Plusieurs points importants méritent d’être abordés afin de faciliter la compréhension de cette nouvelle loi.
I) Quels sont les apports de la loi portant réforme de la garde à vue
Le régime juridique de la garde à vue a fait l’objet de changements, avec des dispositions nouvelles entrant en vigueur au 1er Juillet 2024. Ces différents changements permettent à la procédure pénale française d’être en conformité avec le droit de l’Union Européenne, notamment en ce qui concerne la présence de l’avocat dans la procédure pénale (cf : Directive 2013/48/UE du parlement Européen et du Conseil du 22.10.2013 relative au droit d’accès à un avocat dans le cadre des procédures pénales et des procédures relatives au mandat d’arrêt européen, au droit d’informer un tiers dès la privation de liberté et au droit des personnes privées de liberté de communiquer avec des tiers et avec les autorités consulaires).
Pour rappel, la garde à vue est une mesure privative de liberté, prise dans le cadre d’une enquête judiciaire à l’encontre d’une personne suspectée d’avoir commis une infraction. Le régime de la garde à vue est prévu aux articles 62-2 et suivants du Code de procédure pénale.

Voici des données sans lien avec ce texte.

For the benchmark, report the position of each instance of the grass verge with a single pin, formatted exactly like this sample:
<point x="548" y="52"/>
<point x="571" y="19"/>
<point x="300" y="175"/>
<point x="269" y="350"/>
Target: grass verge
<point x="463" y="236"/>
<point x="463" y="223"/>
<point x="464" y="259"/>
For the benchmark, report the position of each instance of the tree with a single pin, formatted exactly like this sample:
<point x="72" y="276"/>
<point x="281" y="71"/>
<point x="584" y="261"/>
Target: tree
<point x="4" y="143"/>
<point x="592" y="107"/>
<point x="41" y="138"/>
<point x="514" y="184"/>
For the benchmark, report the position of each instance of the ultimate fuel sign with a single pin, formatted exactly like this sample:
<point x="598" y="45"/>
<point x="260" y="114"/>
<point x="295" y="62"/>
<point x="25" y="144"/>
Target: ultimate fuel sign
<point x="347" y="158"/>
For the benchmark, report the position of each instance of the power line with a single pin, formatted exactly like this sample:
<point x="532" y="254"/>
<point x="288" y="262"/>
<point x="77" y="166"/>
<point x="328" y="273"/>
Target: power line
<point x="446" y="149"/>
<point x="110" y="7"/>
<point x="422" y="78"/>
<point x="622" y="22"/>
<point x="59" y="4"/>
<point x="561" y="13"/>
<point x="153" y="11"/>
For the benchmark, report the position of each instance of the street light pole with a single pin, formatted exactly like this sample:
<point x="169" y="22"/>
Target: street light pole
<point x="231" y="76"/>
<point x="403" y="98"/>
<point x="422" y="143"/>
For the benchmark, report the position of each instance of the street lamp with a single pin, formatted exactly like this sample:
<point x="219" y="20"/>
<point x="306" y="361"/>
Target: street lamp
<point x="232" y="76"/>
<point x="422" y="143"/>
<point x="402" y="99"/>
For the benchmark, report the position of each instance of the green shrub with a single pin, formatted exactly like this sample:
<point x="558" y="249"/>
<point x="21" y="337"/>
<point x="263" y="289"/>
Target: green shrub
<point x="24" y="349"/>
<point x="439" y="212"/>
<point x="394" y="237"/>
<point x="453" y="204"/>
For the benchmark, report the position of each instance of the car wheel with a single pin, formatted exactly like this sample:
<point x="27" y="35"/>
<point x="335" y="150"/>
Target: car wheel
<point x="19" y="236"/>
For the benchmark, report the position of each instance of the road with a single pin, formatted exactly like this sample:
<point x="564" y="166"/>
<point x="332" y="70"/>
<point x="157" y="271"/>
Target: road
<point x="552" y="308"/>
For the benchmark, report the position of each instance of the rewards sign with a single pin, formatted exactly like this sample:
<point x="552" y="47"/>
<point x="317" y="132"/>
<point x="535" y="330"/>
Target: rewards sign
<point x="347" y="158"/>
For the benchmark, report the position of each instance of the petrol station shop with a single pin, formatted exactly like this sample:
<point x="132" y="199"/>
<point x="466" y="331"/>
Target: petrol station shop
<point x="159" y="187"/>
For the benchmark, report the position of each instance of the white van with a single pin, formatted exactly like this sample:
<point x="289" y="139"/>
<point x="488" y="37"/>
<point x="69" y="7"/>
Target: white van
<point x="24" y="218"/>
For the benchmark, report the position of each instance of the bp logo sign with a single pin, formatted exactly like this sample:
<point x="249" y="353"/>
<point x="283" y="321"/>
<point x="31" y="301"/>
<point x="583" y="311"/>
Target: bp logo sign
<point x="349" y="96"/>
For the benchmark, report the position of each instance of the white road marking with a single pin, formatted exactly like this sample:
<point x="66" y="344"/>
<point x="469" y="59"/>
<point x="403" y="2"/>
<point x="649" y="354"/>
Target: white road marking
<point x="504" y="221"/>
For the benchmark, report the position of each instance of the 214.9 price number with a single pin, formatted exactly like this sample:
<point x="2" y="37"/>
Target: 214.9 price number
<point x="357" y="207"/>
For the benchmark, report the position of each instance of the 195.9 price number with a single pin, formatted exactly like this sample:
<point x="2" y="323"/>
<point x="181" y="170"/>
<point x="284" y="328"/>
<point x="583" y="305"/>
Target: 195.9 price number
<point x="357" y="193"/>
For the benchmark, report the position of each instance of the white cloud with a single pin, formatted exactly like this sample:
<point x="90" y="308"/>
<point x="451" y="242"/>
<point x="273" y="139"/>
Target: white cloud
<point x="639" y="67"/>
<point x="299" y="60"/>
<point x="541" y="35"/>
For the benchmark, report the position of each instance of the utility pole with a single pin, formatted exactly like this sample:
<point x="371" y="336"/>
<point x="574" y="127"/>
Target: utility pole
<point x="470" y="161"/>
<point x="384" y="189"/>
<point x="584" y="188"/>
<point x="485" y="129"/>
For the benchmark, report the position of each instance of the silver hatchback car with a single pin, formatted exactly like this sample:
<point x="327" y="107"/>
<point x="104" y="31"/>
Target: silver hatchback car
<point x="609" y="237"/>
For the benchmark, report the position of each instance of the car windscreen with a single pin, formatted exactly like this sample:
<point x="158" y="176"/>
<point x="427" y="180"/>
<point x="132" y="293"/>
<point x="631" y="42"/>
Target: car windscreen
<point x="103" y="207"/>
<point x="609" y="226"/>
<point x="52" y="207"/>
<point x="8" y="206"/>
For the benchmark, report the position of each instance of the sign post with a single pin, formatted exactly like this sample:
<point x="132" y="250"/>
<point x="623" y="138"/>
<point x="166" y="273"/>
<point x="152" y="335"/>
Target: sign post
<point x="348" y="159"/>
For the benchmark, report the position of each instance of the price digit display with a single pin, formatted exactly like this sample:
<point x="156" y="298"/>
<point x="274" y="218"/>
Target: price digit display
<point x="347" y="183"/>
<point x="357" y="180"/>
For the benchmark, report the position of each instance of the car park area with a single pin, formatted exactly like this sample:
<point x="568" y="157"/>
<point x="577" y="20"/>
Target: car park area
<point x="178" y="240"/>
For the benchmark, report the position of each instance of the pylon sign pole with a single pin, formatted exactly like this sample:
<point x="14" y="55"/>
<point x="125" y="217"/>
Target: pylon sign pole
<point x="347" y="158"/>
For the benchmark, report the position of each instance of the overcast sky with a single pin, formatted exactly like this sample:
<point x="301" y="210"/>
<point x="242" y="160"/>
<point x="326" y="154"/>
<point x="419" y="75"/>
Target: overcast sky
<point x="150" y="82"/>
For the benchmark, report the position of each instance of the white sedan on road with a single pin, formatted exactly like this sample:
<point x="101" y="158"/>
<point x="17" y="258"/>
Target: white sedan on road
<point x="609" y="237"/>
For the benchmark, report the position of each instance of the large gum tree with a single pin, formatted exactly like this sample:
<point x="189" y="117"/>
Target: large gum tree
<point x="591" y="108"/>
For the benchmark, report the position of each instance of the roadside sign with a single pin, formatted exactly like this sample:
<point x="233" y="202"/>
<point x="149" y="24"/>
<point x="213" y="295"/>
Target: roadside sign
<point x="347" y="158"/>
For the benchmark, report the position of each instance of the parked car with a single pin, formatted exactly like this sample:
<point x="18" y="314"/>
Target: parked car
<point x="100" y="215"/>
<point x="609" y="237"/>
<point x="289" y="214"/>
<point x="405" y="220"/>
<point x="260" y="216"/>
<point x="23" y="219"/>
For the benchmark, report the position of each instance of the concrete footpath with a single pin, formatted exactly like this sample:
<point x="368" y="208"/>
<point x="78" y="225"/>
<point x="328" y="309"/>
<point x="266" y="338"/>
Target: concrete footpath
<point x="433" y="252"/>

Cette partie de la réforme se découpe en trois points.
A) L’élargissement du cercle des personnes pouvant être prévenues par le gardé à vue
Antérieurement à la réforme, selon les dispositions de l’article 63-2 du Code de procédure pénale, la personne gardée à vue pouvait «faire prévenir, par téléphone, une personne avec laquelle elle vit habituellement ou l'un de ses parents en ligne directe ou l'un de ses frères et sœurs de la mesure dont elle est l'objet. Elle peut en outre faire prévenir son employeur. Lorsque la personne gardée à vue est de nationalité étrangère, elle peut faire contacter les autorités consulaires de son pays.»
La réforme du 24 avril 2024 est venue modifier l’article précité, en y ajoutant la possibilité de faire prévenir « tout autre personne qu’elle désigne de la mesure dont elle fait l’objet ».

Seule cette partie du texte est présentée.